In altri nostri precedenti articoli ospitati su Supermoney abbiamo più volte indicato come il lettore possa usufruire di questa nuova possibilità di lavorare, anche part time, da casa o dal proprio ufficio tramite la rete internet, sostanzialmente "scommettendo" sul rafforzamento o sull'indebolimento di una moneta rapportata ad un'altra moneta ufficiale dei vari stati mondiali.

In questo breve intervento vogliamo focalizzare l'attenzione su altri termini di uso corrente che ricorrono costantemente mentre si opera nel grande mercato mondiale del Forex, un mercato che pur non avendo una sede fisica frequentabile ( a tal proposito ricordiamo che si definisce OTC), è il più ricco in fatto di liquidità che esista o sia mai esistito.
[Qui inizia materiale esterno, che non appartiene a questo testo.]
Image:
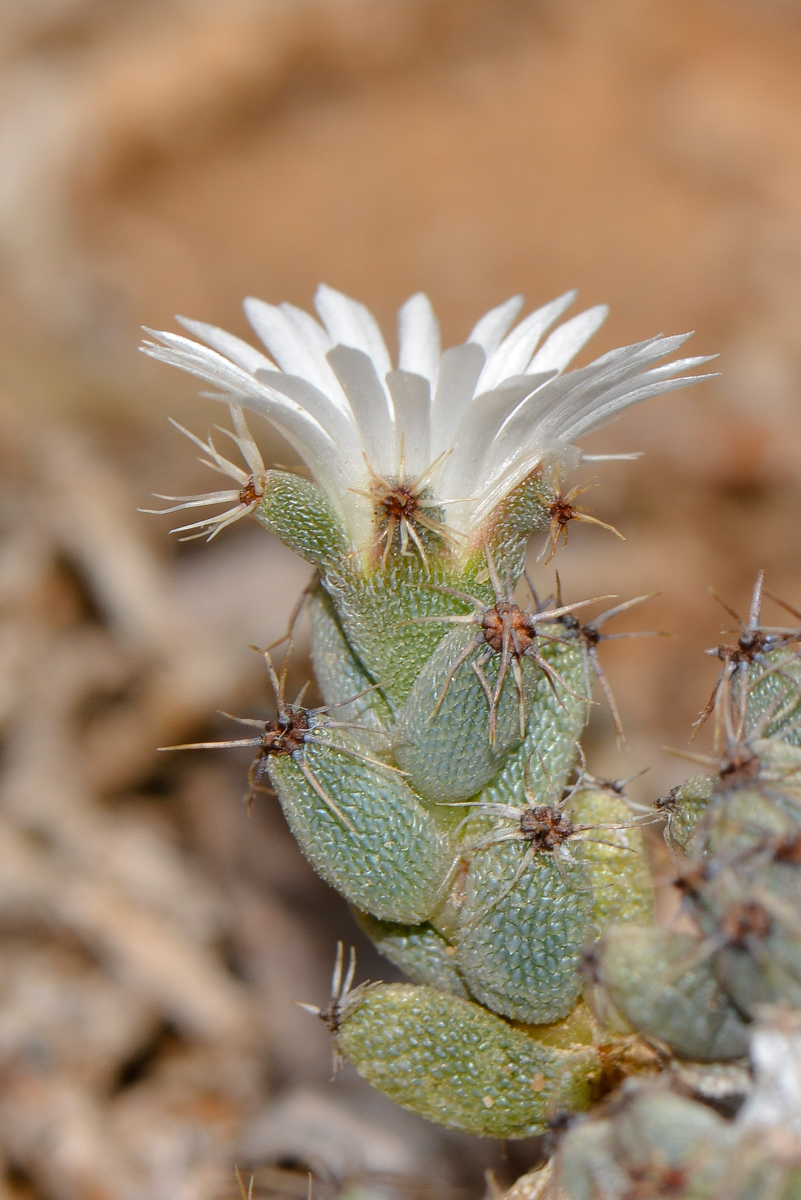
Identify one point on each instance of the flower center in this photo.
(401, 502)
Durante le varie fasi della giornata dedicata agli scambi, a seconda dell'apertura e della chiusura delle borse (il cui andamento - in virtù degli orari e dei loro fusi - fa si che sul Forex di fatto non tramonti mail il sole cosa che per ben cinque giorni alla settimana 24 ore su 24 consente anche al più piccolo e nuovo degli investitori di dare impulso ai propri ordini senza alcuna sosta!) si determinano i vari prezzi a ritmi incalzanti. Ecco che la volatilità, cioè la capacità di indebolirsi o di rafforzarsi da parte delle valute con grande velocità rispetto al tempo, è sempre in agguato per cui è preferibile - noi lo suggeriamo sempre - guadagnare piccoli profitti e pentirsi che rischiare troppo per poi farsi male con perdite secche. Allora scopriamo che con il termine:

  • HIGH definiamo il prezzo bid più alto della giornata, definito anche come il massimo di giornata.
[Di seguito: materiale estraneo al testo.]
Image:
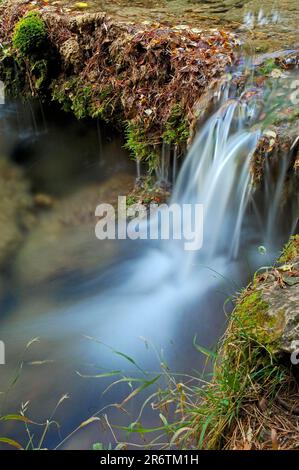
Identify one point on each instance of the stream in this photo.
(122, 307)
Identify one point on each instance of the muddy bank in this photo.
(143, 79)
(252, 401)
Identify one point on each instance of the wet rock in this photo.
(279, 290)
(71, 53)
(64, 241)
(15, 210)
(284, 304)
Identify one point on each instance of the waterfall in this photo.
(157, 291)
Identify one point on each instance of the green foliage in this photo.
(290, 251)
(29, 35)
(267, 67)
(138, 144)
(177, 129)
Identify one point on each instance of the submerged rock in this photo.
(64, 241)
(15, 210)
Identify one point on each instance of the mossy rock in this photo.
(30, 35)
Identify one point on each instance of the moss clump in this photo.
(30, 35)
(245, 369)
(290, 251)
(177, 128)
(138, 144)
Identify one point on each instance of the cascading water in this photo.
(158, 291)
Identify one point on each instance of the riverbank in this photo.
(252, 400)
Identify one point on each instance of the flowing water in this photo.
(145, 306)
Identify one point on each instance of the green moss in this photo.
(30, 35)
(290, 251)
(73, 96)
(137, 143)
(245, 369)
(177, 128)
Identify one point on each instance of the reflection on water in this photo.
(96, 307)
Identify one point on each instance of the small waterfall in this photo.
(158, 291)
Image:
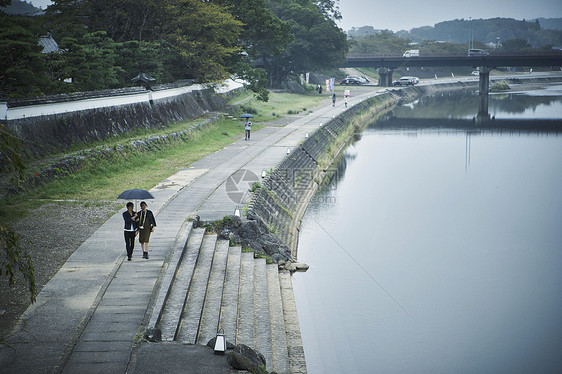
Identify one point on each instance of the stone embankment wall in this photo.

  • Con il termine LOW indichiamo il prezzo ask più basso della giornata, definibile pure come il minimo di giornata.
  • Con la parola CHANGE precisiamo la variazione espressa in percentuale tra il primo prezzo di giornata (alla mezzanotte ora del server) e il prezzo attuale.
  • Alla definizione RANGE concentriamo la percentuale di variazione tra il prezzo bid di apertura di giornata al prezzo bid corrente.